岸田文雄首相は22日の関係閣僚会議で「風評影響やなりわい継続に対する不安に対処すべく、政府として責任を持って取り組む」と表明。福島県内の漁業関係者らからは「約束は破られた」といった怒りや、「風評被害に慣れてしまった」など諦めの声が聞かれた一方、「共存は避けられない」と理解を示す人もいた。
新地町の漁師小野春雄さん(71)は「大臣や首相は一部の漁業関係者と話すばかりで、最後まで多くの地元漁師らと直接話して、理解を働き掛けなかった。『関係者の理解なしにいかなる処分もしない』という政府の約束は破られたと思っている」と憤る。「漁業関係者にとって処理水の放出はデメリットばかりで、(魚の)買い控えは起こる」と吐露した。
「放出には反対だが、どうせ流すつもりだろうと諦めている」というのは、相馬市で鮮魚店を営む男性。懸念される新たな風評被害についても「最終的には消費者心理の問題。県外で買い控えなどが起こるだろうが、原発事故以来続いていることで慣れてしまった」と語った。

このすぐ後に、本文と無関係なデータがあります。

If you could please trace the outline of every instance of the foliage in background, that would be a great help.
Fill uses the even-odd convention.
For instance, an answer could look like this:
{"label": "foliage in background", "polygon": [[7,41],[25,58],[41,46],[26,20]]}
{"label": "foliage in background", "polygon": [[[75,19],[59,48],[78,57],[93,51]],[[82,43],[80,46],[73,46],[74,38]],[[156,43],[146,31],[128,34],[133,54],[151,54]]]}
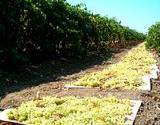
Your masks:
{"label": "foliage in background", "polygon": [[109,54],[144,35],[64,0],[0,1],[0,66]]}
{"label": "foliage in background", "polygon": [[145,35],[143,33],[138,33],[136,30],[134,29],[130,29],[129,27],[124,27],[125,32],[125,40],[127,41],[132,41],[132,40],[144,40],[145,39]]}
{"label": "foliage in background", "polygon": [[156,49],[160,52],[160,22],[149,28],[146,39],[146,47],[148,49]]}

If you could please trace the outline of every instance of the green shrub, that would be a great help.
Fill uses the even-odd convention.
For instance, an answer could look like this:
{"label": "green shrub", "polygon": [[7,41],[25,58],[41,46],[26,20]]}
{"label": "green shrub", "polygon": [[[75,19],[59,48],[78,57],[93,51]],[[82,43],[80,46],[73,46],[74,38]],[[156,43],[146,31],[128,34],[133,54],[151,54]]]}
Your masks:
{"label": "green shrub", "polygon": [[146,47],[149,49],[156,49],[160,52],[160,22],[149,28],[146,39]]}

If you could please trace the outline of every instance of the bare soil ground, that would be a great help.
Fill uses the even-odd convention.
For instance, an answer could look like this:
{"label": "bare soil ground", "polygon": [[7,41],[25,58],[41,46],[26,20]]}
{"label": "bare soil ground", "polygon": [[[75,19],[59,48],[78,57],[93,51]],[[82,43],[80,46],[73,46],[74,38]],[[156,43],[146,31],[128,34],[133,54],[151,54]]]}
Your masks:
{"label": "bare soil ground", "polygon": [[[123,49],[114,53],[112,58],[105,60],[99,57],[89,57],[86,60],[70,62],[49,61],[31,67],[25,67],[14,77],[6,79],[6,84],[0,90],[0,107],[17,107],[22,102],[42,96],[96,96],[104,97],[114,95],[119,98],[142,100],[134,125],[160,125],[160,81],[152,81],[151,92],[131,90],[101,90],[92,89],[64,89],[64,83],[74,81],[86,73],[103,70],[112,63],[121,60],[130,49]],[[25,71],[25,72],[22,72]],[[14,79],[13,79],[14,78]]]}

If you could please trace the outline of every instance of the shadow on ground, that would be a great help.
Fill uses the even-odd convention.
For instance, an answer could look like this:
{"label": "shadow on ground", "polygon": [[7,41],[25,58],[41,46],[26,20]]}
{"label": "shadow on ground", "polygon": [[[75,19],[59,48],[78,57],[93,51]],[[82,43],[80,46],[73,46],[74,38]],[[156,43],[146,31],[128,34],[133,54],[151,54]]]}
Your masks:
{"label": "shadow on ground", "polygon": [[65,59],[49,60],[38,65],[24,66],[12,72],[0,72],[0,97],[6,94],[33,87],[42,83],[58,81],[60,76],[71,75],[94,65],[101,65],[111,55],[104,58],[88,56],[83,60]]}
{"label": "shadow on ground", "polygon": [[38,65],[24,66],[12,70],[12,72],[0,71],[0,98],[29,87],[60,81],[61,76],[65,77],[95,65],[102,65],[103,62],[111,59],[116,53],[125,52],[132,47],[120,49],[106,57],[90,55],[81,60],[61,58],[59,60],[48,60]]}

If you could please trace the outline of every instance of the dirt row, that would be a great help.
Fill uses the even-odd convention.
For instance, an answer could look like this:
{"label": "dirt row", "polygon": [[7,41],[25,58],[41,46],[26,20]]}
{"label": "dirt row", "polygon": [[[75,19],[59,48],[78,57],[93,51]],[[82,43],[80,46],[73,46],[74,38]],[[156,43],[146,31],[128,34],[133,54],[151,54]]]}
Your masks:
{"label": "dirt row", "polygon": [[[160,79],[152,80],[152,91],[151,92],[140,92],[140,91],[131,91],[131,90],[102,90],[99,88],[92,89],[64,89],[64,83],[69,81],[74,81],[86,73],[91,73],[97,70],[103,70],[105,67],[110,64],[116,63],[120,61],[121,57],[123,57],[130,49],[125,49],[120,53],[115,53],[110,60],[100,61],[101,63],[88,65],[87,68],[78,70],[74,72],[76,69],[74,66],[71,68],[70,64],[67,64],[67,71],[73,71],[69,75],[64,73],[65,75],[60,74],[56,79],[51,79],[47,82],[41,82],[40,84],[34,84],[33,81],[30,81],[31,86],[25,86],[25,84],[13,84],[9,86],[5,86],[4,90],[1,92],[1,102],[0,107],[2,109],[12,108],[19,106],[22,102],[40,98],[43,96],[96,96],[96,97],[104,97],[104,96],[116,96],[118,98],[128,98],[133,100],[142,100],[141,108],[138,112],[136,121],[134,125],[160,125]],[[93,60],[92,60],[93,62]],[[81,62],[80,62],[81,63]],[[85,62],[86,63],[86,62]],[[50,68],[53,68],[50,64],[48,64]],[[55,64],[54,64],[55,65]],[[75,64],[77,65],[77,64]],[[85,64],[84,64],[85,65]],[[62,67],[62,65],[60,65]],[[40,66],[43,67],[43,66]],[[67,69],[69,68],[69,69]],[[42,69],[44,70],[44,69]],[[77,70],[77,69],[76,69]],[[39,72],[39,70],[37,70]],[[33,72],[33,71],[32,71]],[[42,71],[43,72],[43,71]],[[51,73],[52,74],[52,73]],[[55,73],[56,74],[56,73]],[[22,75],[22,74],[21,74]],[[25,75],[25,74],[23,74]],[[39,74],[38,74],[39,75]],[[32,77],[33,79],[33,77]],[[38,81],[38,80],[37,80]],[[42,80],[43,81],[43,80]],[[28,83],[29,81],[27,81]],[[35,82],[36,83],[36,82]],[[20,87],[19,87],[20,86]],[[23,89],[19,89],[19,88]],[[17,89],[18,88],[18,89]],[[6,93],[4,93],[6,91]]]}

相馬市で80年以上続く海産物問屋の社長佐竹真理子さん(62)は放出には反対だとしながらも「陸上保管を続けるわけにもいかず、処理水との共存は避けられない」と打ち明けた。一方、風評被害対策については、「お金だけでは解決しない。国や東電には賠償ではなく安全性の周知に特に力を入れてほしい」と注文を付けた。